Determining Norton creep properties from small punch creep tests by using the representative stress–strain method and inverse approach

Abstract

The small punch creep test (SPCT) emerges as an innovative technique for evaluating the creep properties of materials. Although the existing standards, such as CWA 15627 and EN 10371, establishes empirical correlations between SPCT and uniaxial creep tests (UCT), the complexity inherent to SPCT mandates an empirical approach that is both material-specific and labor-intensive for achieving precision.

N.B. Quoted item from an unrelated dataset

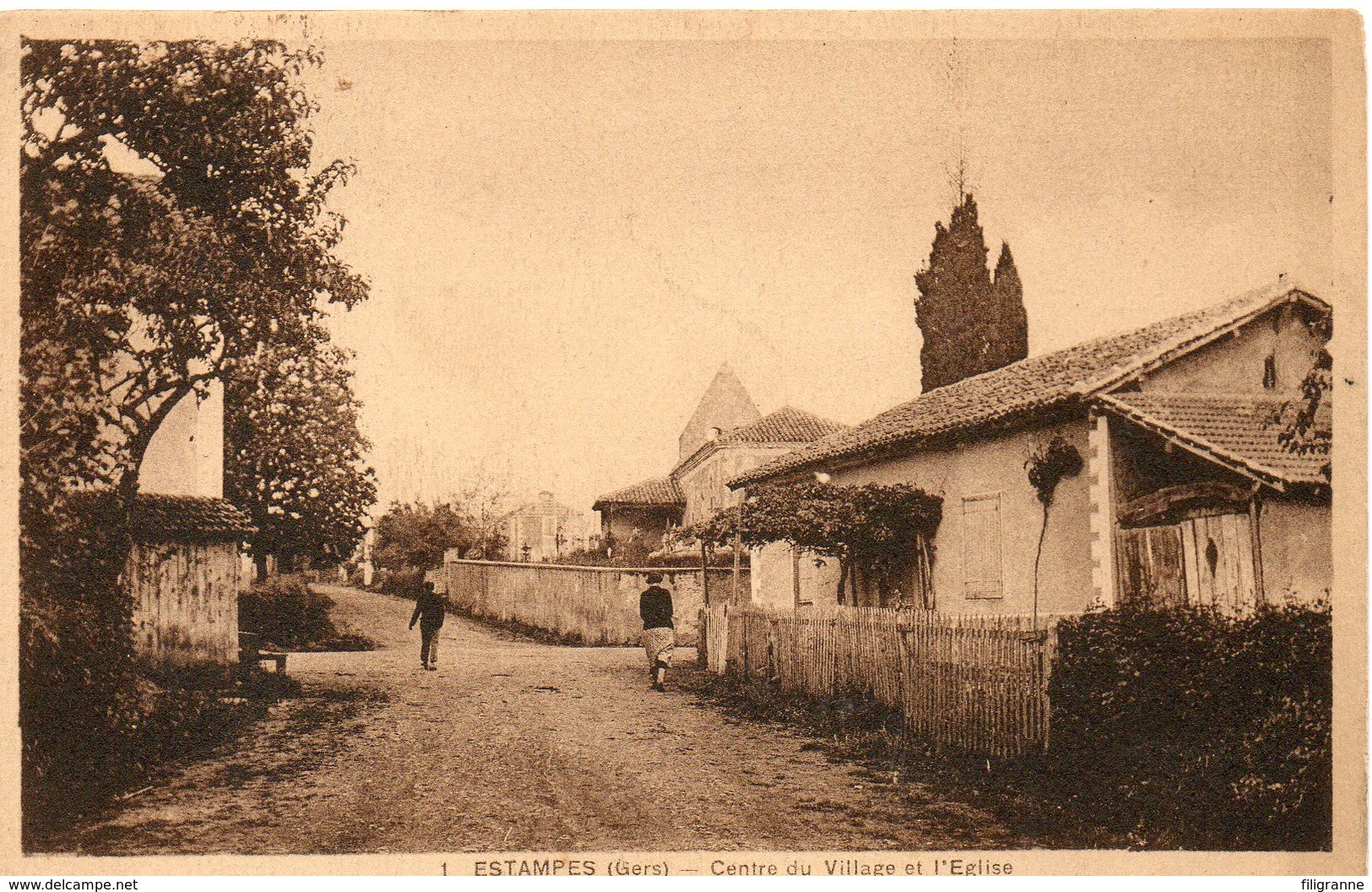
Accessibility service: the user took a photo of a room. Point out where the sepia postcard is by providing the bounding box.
[0,9,1368,889]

This paper introduces a novel methodology that synthesizes the representative stress–strain method with inverse finite element analysis to extract Norton creep properties of metallic materials directly from small punch test (SPT) and SPCT. The representative stress–strain method to SPT facilitates the determination of elasto-plastic properties at elevated temperatures, enabling a streamlined prediction of Norton creep law parameters by the inverse approach of SPCT. Notably, this methodology circumvents the need for intermediate UCT conversions, thereby providing a more efficient and accurate pathway for directly obtaining Norton creep properties from SPT and SPCT. Experimental validation conducted on P91 and P92NT steels at 600°C confirms a strong correlation between the predicted Norton creep properties and those obtained from UCT, underscoring the practicality and accuracy of the proposed approach.